Koolhaaas y yo (y 3)

Mortero bastardo

Ramón González De La Peña

Jerez, 17 de junio 2015 - 05:23

DEJARON a Koolhaas en Rotterdam y continuaron hacia Amsterdam, la ciudad más moderna y con menos prejuicios de Europa. Dos días y dos noches paseando por esa ciudad atestada de bicicletas, de bares de los que no te quieres mover nunca y de holandeses encantados de “haberse conocido”. Fueron a los antiguos muelles recuperados ahora por la ciudad como terreno edificable para viviendas protegidas, realizadas por algunos de los más destacados arquitectos europeos, españoles entre ellos.

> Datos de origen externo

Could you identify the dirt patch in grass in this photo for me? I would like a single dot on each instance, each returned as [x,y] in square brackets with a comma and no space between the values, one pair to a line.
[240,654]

El Audi 4 ya empezaba a pasarles factura, pues aún rotando, el puesto del centro en la parte de atrás les iba dejando sucesivamente baldados. Y todavía les quedaban muchos kilómetros hasta el aeropuerto de Barcelona donde cambiarían de medio de transporte en previsión de que la vuelta sería dura. Aún así decidieron volver por el camino de... Le Corbusier. Así que rodaron hasta Mulhouse, cerca de Basilea, en la frontera Suiza y sobre todo cerca de una de las más hermosas obras del maestro, la iglesia de Ronchamp. Llegaron a tiempo para cenar en un tranquilo lugar del centro de la ciudad y catar uno de los mejores vinos corrientes del país.

De madrugada partieron de nuevo. El amanecer les pilló atravesando un interminable y preciosísimo bosque de abedules a través del que la carretera serpenteaba, a la salida del cual se encontraron con una llanura que terminaba en unos montes escarpados punteados de casas blancas con tejados de pizarra, entre las que se confundía aparentemente Notre Dame du Haut. Fue una ilusión pues en cuanto se acercaron reconocieron la gran cubierta de hormigón negro que parece flotar sobre unos muros blancos de gran espesor taladrados decenas de veces, todas ellas con el mismo fin, el de crear esa iluminación mágica de su interior. Maravilloso control de la luz para convertir el espacio en un lugar singular para el recogimiento. Tras varias horas escudriñando cada centímetro cuadrado partieron al sur, a las afueras de Lyon para visitar La Tourette, el convento de Dominicos, otra de las obras de madurez del arquitecto suizo. El convento es una reinterpretación en clave moderna y singular de los antiguos conventos medievales, y se encuentra enclavado en una ladera cercana al pueblo de Eveux sur Abresle, construido en su totalidad en hormigón visto.

Unos años más tarde, esta vez sin sus compañeros, volvió a una obra de Koolhaas, la Casa da Música en Oporto. Ya en construcción era una pieza de arquitectura exquisita, un gigantesco diamante hueco de hormigón blanco, encofrado siguiendo la lógica del arquitecto, que no siempre coincide con la de los demás y por eso son sus obras tan sorprendentes. El edificio una vez terminado resultó, en efecto, una joya, pero enriquecida ahora por sus acabados con los mejores materiales portugueses: azulejos con dibujos en azul cobalto, paneles acústicos de latón dorado para la sala principal de conciertos, vidrios de sección ondulada para evitar el brillo de los sonidos, maderas tropicales para los suelos, etc. Fue la obra principal de Oporto como capital de la cultura europea del año 2001. Se terminó algunos años después con un presupuesto de cien millones de euros. Siendo como es Oporto, una ciudad llena de espléndidos edificios del pasado y también de la modernidad, la Casa da Música de Rem Koolhaas supuso un buen inicio para el siglo XXI.